R/startNLR.R
In difNLR: DIF and DDF Detection by Non-Linear Regression Models

Documented in startNLR

#' Calculates starting values for non-linear regression DIF models.
#'
#' @description
#' Calculates starting values for the \code{difNLR()} function based on linear
#' approximation.
#'
#' @usage
#' startNLR(Data, group, model, constraints = NULL, match = "zscore",
#'          parameterization = "irt", simplify = FALSE)
#'
#' @param Data data.frame or matrix: dataset in which rows represent
#'   scored examinee answers (\code{"1"} correct, \code{"0"}
#'   incorrect) and columns correspond to the items.

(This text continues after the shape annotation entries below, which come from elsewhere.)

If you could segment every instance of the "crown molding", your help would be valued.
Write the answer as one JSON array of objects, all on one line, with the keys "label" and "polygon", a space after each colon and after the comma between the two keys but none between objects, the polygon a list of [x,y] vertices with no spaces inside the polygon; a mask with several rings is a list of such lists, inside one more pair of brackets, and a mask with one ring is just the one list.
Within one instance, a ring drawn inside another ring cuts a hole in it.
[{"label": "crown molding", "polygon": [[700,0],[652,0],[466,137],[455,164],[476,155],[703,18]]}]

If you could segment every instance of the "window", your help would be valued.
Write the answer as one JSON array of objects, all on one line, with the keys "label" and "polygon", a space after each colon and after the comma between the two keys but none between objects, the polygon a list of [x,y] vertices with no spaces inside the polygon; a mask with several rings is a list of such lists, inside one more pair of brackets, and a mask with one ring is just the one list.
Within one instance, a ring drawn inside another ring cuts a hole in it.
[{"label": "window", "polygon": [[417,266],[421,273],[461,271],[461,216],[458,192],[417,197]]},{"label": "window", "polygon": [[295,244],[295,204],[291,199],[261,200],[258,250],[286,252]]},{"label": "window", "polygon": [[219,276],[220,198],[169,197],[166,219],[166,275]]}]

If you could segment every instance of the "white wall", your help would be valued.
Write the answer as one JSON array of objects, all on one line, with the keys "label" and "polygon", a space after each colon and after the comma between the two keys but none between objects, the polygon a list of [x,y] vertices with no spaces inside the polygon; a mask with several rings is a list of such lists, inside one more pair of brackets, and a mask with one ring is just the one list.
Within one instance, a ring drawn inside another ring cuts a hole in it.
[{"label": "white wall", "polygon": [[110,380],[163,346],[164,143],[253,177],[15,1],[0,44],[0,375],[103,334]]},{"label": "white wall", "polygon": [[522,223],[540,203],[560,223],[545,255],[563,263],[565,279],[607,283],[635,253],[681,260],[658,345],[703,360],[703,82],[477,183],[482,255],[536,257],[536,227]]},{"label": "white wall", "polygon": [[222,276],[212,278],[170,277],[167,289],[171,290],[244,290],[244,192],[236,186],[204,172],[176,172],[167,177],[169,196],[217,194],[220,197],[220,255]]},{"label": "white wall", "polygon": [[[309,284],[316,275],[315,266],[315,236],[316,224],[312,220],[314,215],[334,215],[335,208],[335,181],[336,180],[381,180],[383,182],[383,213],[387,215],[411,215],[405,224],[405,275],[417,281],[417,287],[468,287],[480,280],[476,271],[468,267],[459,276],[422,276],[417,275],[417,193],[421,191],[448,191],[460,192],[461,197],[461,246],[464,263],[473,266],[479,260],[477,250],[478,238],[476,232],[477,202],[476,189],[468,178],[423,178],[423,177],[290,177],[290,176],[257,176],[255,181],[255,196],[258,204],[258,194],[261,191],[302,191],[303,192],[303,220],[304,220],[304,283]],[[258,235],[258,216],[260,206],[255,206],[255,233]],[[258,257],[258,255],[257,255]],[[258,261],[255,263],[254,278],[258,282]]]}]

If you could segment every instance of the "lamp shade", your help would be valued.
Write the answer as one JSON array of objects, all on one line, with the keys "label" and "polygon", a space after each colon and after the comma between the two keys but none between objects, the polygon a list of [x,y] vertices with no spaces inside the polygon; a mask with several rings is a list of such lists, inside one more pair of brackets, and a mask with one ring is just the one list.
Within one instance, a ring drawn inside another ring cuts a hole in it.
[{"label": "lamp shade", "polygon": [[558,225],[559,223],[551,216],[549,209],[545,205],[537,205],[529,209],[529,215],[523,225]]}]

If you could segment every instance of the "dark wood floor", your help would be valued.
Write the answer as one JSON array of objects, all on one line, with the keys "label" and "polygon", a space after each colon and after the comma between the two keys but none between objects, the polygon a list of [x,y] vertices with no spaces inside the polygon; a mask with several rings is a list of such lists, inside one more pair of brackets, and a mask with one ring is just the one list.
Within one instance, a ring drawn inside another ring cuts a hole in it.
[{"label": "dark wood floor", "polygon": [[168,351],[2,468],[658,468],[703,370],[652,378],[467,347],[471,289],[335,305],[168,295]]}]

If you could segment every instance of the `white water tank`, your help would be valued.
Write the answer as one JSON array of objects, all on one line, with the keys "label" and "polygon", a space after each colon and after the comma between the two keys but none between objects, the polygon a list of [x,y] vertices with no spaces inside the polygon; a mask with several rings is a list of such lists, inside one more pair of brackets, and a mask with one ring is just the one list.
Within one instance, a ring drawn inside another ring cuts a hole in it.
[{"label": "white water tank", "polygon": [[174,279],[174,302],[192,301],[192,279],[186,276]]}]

#' @param group numeric: a binary vector of a group membership (\code{"0"}
#'   for the reference group, \code{"1"} for the focal group).
#' @param model character: generalized logistic regression model for
#'   which starting values should be estimated. See \strong{Details}.
#' @param constraints character: which parameters should be the same for both
#'   groups. Possible values are any combinations of parameters \code{"a"},
#'   \code{"b"}, \code{"c"}, and \code{"d"}. Default value is \code{NULL}.
#' @param match character or numeric: matching criterion to be used as
#'   an estimate of the trait. It can be either \code{"zscore"} (default,
#'   standardized total score), \code{"score"} (total test score), or
#'   a numeric vector of the same length as a number of observations in
#'   the \code{Data}.
#' @param parameterization character: parameterization of regression
#'   coefficients. Possible options are \code{"irt"} (IRT parameterization,
#'   default), \code{"is"} (intercept-slope), and \code{"logistic"} (logistic
#'   regression as in the \code{\link[stats]{glm}} function, available for
#'   the \code{"2PL"} model only). See \strong{Details}.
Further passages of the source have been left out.